In that case, the federal government sought to examine the progression of syphilis in rural Southern black men. Hundreds of men were recruited and told they were being treated for bad blood, a term that could mean anything from anemia to sexually transmitted diseases. In return, they were given free meals, a paltry insurance policy and free health care. Those that actually had syphilis were never told they had the disease and never received treatment.

According to the U.S. Centers for Disease Control and Prevention, even when penicillin became the main drug for treating syphilis in 1947, it was not given to the men.

The study went until the early 1970s.

It’s a far different story today.

Emory University’s School of Medicine and Children’s Healthcare of Atlanta plan to enroll as many as 100 people to participate in a multistate NIH clinical trial to determine how African-Americans respond to asthma treatment and react to various therapies.

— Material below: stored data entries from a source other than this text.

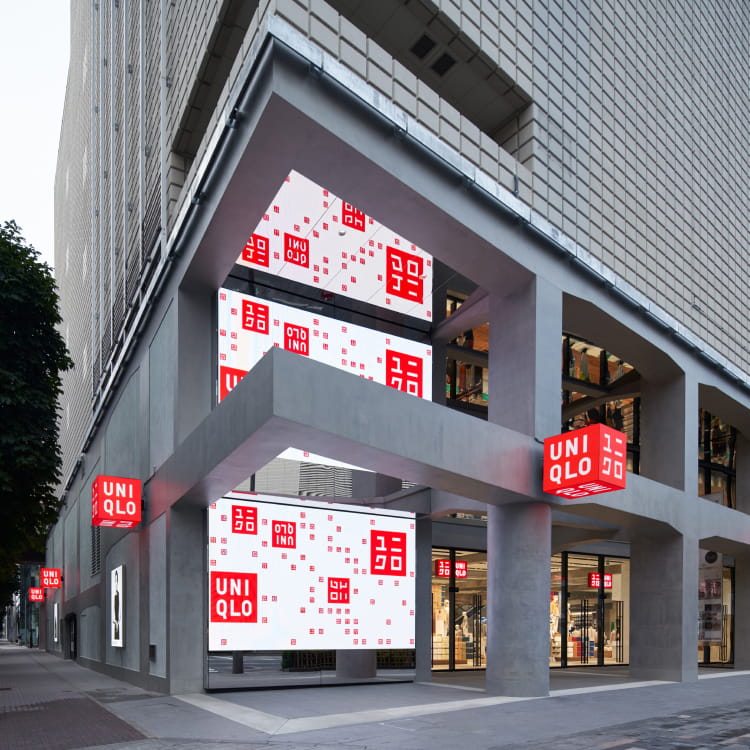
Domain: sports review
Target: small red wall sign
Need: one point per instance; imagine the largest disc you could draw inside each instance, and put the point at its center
(595, 580)
(50, 578)
(585, 462)
(116, 502)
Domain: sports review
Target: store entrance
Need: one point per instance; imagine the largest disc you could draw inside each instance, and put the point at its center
(459, 597)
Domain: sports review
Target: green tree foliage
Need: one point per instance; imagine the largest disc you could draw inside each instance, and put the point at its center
(32, 357)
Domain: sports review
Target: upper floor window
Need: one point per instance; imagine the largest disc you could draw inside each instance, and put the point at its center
(717, 442)
(600, 387)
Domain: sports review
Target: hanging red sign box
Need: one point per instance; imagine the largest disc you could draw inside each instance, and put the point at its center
(116, 502)
(595, 580)
(585, 462)
(443, 569)
(50, 578)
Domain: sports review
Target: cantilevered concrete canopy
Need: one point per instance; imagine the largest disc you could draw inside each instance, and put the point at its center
(288, 400)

African-Americans suffer a greater rate of serious asthma attacks, hospitalizations and asthma-related deaths than whites. There is also evidence that response to treatments may vary across racial groups.

Dr. Priscilla E. Igho-Pemu, the director of clinical trials at the Morehouse School of Medicine, reaches out to various organizations and goes to community health fairs and churches to spread the word about clinical trials and research. For some groups, it's also a matter of having access to institutions and physicians who are conducting clinical trials.

“People are not likely to participate in a clinical trial unless they trust you,” she said. Igho-Pemu said people come up to her and ask what studies are available.

Igho-Pemu is the principal investigator of a study to look at what the ideal blood pressure should be to treat people to prevent dementia, stroke and heart failure. Of the 108 people enrolled in the study, 98 percent are African-American.

There’s an extra benefit to participation, she said. If researchers discovered other health-related problems, they are obligated to inform the participant. “We’re getting people who may not have seen a doctor in years,” she said.

Take Cornelious Purvis, 63, of Decatur, who has participated in several clinical trials at Morehouse.

The first time was over a decade ago when he saw a flier at a doctor’s office. He had just left his job and knew he had high blood pressure. The medications were expensive and he rationed them out. He wanted to see whether it was possible to get medications through Morehouse and to see about new therapy.

When he met with researchers, he found that his blood pressure was exceedingly high.

“It sort of scared me,” he said. “They told me my blood pressure was so high that I needed to get to a doctor right away. They literally saved my life.”

Now Purvis, a mortician, spreads the word about studies — even to people he has just met.

“The thing I like is that it helps me keep up with my health,” he said. “It puts me in a comfort zone.”